My final installment on this list is a collection of short stories titled The Things They Carried by Tim O’Brien. The collection chronicles the stories of a group of men who are fighting in the Vietnam War, it tells of the hardships and camaraderie between these soldiers as they deal with their circumstances. 

Firstly, I would like to open up this section by taking a look at the line “They were signed Love, Martha, but Lieutenant Cross understood that Love was only a way of signing and did not mean what he sometimes pretended it meant” (The Things They Carried 2). These letters gave Jimmy the drive to keep going even if the love connection didn’t run both ways. However, this hope makes him delusional in a sense as the story continues. Which is similar to the dysfunction and partial enamorment in Gatsby’s relationship. Although some of how the Lieutenant showed his affection are outlandish and creepy at times, still this sentence promotes something to look forward to in a harsh setting.
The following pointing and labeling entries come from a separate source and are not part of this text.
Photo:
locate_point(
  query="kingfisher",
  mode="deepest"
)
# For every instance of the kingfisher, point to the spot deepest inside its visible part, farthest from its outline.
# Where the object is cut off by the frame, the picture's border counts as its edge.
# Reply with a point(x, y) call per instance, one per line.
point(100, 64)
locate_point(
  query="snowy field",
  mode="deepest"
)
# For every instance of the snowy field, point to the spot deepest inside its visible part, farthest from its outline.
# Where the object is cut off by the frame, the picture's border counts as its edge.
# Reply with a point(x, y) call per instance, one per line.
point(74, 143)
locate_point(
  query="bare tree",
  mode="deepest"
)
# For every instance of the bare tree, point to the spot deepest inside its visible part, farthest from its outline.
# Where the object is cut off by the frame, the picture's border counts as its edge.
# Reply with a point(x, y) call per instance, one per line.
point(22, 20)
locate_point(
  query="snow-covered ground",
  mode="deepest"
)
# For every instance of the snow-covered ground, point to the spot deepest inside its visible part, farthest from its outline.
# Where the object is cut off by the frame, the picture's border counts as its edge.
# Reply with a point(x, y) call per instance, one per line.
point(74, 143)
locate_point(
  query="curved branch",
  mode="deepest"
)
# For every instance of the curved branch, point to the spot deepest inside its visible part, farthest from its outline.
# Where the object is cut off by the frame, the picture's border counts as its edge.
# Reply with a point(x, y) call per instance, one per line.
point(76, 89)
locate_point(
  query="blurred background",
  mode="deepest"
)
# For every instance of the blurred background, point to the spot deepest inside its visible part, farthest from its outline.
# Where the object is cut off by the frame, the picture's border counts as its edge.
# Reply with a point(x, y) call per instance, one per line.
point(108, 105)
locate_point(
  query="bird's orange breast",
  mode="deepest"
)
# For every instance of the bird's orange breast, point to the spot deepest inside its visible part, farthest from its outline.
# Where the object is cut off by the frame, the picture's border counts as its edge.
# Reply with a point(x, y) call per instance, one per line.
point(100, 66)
Moving on, the author later notes “They carried all they could bear, and then some, including a silent awe for the terrible power of the things they carried” (The Things They Carried 7). This observation signifies that in war, you are not solely sharing physical weight but emotional weight too. That consequently builds a bond of brotherhood that can be as strong as a concrete wall. The next point I want to discuss is in the remark “You knew where you stood. You knew the score” (Spin 31). The game brings comfort to the men, they don’t need to worry because everything is laid out in front of them. This relief allows the young men to be with each other and tune out the world. Plus it reinforces their trust as a team. The other quote I’ll talk about is “As a writer, all you can do is pick a street and go for the ride, putting things down as they come at you” (Spin 33). This description is appealing to me because it tells the reader about the author’s thought process when writing, and is used as a coping mechanism for PTSD from the war. It’s very similar to the method that I use when thinking of a new piece. I have often found it difficult to explain to other people how I come up with the subjects that I choose, this new approach made it easier to show people my own stories. Also, it provided another perspective to improve my craft in a new way and it was fascinating for me. 

In conclusion, these stories show the reader a wide spectrum of what it means to be human, have flaws, and how the morals in our lives can affect our actions and who we are. From the representations of change and control in The Most Dangerous Game and The Great Gatsby to the difficult and heartbreaking moments in All American Boys and The Things They Carried, and finally the portrayal of toxic relationships in Shakespeare’s classic Macbeth. These works highlight the vast scale of human nature and make the convoluted puzzle of life a centerpiece for honest exchanges between people to learn from. I honestly don’t know what I enjoyed better; what I was learning, or the people I was learning with. Regardless, I will always be grateful for those times and that’s what I love the most. I hope that you liked the list and maybe found something new to read or reread.